JAKARTA - Di era modern ini, persaingan di dunia kerja semakin ketat. Teknologi terus berkembang dengan cepat, dan keterampilan yang dibutuhkan di tempat kerja juga berubah dengan cepat.
BACA JUGA - Profil CEO TikTok Shou Zi Chew yang Larang Anaknya Bermain TikTok Oleh karena itu, penting bagi seseorang yang sedang mencari pekerjaan untuk membekali diri dengan keterampilan yang relevan dan diminati oleh pasar.
Peran dari para content creator masih diperhitungkan di dalam kegiatan pemasaran. Hal ini yang dilihat oleh platform penghubung antara influencer dan brand, PopStar.

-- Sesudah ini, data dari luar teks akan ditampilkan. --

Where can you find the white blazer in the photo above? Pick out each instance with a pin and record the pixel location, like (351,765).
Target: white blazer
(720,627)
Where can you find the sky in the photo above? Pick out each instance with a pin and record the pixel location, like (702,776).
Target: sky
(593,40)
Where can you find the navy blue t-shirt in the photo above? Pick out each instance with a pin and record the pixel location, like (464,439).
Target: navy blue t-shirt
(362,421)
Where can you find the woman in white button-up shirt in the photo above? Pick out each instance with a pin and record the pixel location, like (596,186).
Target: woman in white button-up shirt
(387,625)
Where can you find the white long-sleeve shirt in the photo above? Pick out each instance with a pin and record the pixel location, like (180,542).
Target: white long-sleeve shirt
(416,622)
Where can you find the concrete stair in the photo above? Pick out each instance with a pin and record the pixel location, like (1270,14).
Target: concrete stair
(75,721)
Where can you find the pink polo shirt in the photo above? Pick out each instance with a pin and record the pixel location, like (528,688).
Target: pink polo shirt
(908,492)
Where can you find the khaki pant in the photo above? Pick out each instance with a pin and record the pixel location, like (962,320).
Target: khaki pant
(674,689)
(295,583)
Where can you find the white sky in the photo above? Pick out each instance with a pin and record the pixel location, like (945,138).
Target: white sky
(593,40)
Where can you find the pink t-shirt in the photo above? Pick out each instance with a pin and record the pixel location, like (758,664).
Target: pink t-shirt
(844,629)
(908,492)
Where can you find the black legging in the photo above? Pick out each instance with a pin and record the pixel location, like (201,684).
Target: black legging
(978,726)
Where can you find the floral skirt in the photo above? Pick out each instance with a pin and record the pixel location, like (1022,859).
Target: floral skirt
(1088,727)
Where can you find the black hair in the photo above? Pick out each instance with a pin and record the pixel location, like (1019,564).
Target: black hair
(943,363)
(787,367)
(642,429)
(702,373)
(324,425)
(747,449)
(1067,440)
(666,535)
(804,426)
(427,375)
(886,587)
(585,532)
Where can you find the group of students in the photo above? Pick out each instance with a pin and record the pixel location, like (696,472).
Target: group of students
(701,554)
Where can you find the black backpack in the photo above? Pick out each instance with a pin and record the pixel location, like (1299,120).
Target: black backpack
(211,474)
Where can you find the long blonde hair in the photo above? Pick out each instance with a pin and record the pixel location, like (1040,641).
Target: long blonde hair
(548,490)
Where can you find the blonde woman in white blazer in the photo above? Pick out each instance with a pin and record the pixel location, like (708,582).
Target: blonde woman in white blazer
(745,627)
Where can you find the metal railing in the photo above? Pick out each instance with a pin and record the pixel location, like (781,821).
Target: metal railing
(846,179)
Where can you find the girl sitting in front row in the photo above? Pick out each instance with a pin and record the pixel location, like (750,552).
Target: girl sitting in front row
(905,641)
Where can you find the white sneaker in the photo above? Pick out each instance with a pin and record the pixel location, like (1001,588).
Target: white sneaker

Perusahaan pun menyoroti perbedaan algoritma untuk para brand yang mengerahkan influencer marketing di Instagram dan di TikTok.
Perusahaan melihat, ekosistem ini influencer marketing di Indonesia masih akan terus bertumbuh, khususnya di tingkatan nano dan micro influencer.
Segmen ini menjadi elemen kunci untuk sebuah strategi influencer marketing yang sukses di TikTok. Hal ini diungkapkan oleh Yosuke Fukada, CEO PopStar saat menggelar acara eksklusif yang mengumpulkan para micro-nano influencer.
“Kami melihat hampir semua anak muda Gen Z Indonesia punya passion untuk membuat konten dan memberikan impact ke sekitarnya. Di sisi lain, banyak brand yang kesulitan mencari nano dan micro influencer. Di sini, platform kami berperan,” ujar Yosuke Fukada di Jakarta Jumat (31/1/2025).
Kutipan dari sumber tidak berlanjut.